Exercise Offsets Genetic Signal for Obesity

Submitted by MedHeadlines on 10 September, 2008 – 6:19No Comment

Scientific evidence is increasingly proving that the human body was engineered for action. Researchers at the University of Maryland School of Medicine have recently added more evidence, with their study of the effect an active lifestyle has on a specific gene that causes less active people to gain excess weight.

The obesity-related FTO gene is common in people of European ancestry, with about half of all descendants from the continent carrying at least one variation of the gene. People who carry two copies of the gene are 67% more likely to gain weight to the point of obesity, measured at a body mass index (BMI) of 30 or higher. A BMI of 25 to 30 defines a person who is overweight.

To test the theory that a physically active lifestyle can offset the weight-gaining effect of the FTO gene, the Maryland research team turned to their semi-cloistered Amish neighbors in Lancaster County, Pennsylvania.
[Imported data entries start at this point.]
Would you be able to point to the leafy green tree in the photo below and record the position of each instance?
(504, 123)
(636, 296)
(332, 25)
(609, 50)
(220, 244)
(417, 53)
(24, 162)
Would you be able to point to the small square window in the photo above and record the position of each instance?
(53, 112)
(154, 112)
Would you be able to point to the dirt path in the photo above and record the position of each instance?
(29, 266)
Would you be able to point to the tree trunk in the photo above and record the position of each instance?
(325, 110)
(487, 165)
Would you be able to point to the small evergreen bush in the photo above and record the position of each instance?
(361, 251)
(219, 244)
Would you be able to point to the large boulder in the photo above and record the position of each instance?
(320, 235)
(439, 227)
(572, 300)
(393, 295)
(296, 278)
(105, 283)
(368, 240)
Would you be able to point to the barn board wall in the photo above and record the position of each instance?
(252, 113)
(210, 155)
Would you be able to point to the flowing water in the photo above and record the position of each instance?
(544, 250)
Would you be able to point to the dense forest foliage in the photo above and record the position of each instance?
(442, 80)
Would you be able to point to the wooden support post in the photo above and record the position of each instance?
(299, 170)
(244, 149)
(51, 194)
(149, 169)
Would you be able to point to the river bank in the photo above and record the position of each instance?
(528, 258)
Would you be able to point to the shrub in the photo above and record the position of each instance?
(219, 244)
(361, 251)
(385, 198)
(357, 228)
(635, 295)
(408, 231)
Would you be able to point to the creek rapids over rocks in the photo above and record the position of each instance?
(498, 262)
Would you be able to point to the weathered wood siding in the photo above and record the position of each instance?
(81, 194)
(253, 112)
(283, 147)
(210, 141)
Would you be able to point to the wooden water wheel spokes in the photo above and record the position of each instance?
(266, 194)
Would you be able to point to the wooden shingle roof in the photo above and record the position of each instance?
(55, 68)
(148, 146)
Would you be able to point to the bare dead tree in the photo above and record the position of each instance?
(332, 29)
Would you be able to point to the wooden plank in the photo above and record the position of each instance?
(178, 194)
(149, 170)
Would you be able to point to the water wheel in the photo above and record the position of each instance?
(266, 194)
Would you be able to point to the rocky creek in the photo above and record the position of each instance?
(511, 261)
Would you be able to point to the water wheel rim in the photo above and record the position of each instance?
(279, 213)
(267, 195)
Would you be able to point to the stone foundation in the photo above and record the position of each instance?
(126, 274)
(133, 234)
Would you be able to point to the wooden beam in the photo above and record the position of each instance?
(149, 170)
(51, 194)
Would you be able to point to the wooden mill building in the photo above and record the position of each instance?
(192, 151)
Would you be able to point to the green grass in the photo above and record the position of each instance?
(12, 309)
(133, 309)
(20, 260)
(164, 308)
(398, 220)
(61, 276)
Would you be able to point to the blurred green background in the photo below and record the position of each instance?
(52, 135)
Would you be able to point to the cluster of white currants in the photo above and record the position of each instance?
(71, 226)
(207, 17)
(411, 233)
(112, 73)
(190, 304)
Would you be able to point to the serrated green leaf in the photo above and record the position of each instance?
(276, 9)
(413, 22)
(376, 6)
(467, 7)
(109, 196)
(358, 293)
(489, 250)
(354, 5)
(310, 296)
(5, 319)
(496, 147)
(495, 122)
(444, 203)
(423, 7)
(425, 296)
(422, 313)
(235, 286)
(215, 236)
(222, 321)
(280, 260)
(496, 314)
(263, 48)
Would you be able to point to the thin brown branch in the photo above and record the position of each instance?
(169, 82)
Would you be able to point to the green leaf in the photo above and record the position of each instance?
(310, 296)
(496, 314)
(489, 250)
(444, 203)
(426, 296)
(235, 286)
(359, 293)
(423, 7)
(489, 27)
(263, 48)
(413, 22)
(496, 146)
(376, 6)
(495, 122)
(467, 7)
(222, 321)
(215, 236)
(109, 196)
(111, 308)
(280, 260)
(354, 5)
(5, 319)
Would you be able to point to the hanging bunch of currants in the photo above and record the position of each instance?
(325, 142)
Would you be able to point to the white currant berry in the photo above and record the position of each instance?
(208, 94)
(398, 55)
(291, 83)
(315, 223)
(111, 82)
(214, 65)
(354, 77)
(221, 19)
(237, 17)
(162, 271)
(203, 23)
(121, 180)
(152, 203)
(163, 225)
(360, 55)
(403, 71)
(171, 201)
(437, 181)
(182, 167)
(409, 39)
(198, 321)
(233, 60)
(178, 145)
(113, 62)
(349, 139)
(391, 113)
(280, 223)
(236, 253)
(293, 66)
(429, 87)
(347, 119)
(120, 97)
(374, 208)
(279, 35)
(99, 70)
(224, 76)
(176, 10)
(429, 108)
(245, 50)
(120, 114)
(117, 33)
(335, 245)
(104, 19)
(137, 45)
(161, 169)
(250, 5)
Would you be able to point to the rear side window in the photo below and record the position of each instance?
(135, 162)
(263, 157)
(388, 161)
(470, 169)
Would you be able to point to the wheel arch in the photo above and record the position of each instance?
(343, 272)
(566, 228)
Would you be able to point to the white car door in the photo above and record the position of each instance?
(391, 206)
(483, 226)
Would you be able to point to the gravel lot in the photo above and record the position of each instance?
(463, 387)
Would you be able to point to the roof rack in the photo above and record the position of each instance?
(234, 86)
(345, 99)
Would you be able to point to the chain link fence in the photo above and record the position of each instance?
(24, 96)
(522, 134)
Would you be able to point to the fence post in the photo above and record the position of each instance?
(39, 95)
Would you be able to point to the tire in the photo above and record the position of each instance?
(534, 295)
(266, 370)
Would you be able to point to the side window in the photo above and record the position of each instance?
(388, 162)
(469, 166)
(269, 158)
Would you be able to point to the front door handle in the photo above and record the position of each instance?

Members of the Old Order Amish can trace their ancestry back 14 generations, to their forefathers’ arrival in the United States from Europe.

The Amish are as well known for their simple lifestyles of hard work using few, if any, tools of modern convenience as well as their genetic seclusion. Their traditional diet consists of fresh foods grown and produced within their own communities but it tends to be high in both cholesterol and fat, much like the typical American diet.

The University of Maryland study involved 704 Amish men and women who agreed to wear an accelerometer to measure their bodies’ movements during seven 24-hour periods in a row. Investigation of high and low activity levels among the Amish showed the most active members of the community burned 900 more calories each day than their less active brethren. Nine hundred calories is the equivalent of three or four hours of moderate intensity activity, such as gardening, housecleaning, or walking briskly.

A simple lifestyle involving a high degree of active physical labor doesn’t exclude the Amish from the effects of the FTO gene, however. Amish people are just as likely to be overweight or obese as the rest of the American population, with 10.1% of the men and 30% of the women in the study group classified as obese according to their BMI. In addition, 54% of the men and 63% of the women are overweight.

Even though the Amish study participants closely matched the general US population for excess weight and obesity, they didn’t suffer the same consequences as so many Americans do. Their rate of type 2 diabetes is only about half that of the general American population and their cholesterol counts are healthier, too. The Amish people who led the most active lifestyles were in better health than their less active family members.

The University of Maryland research team, led by Soren Snitker, MD, PhD, says the obesity epidemic sweeping the country is much too complex to attribute to exercise and the FTO gene alone but their study clearly indicates exercise has the potential to offset the tendency to gain weight in people who do carry one or more variations of the FTO gene.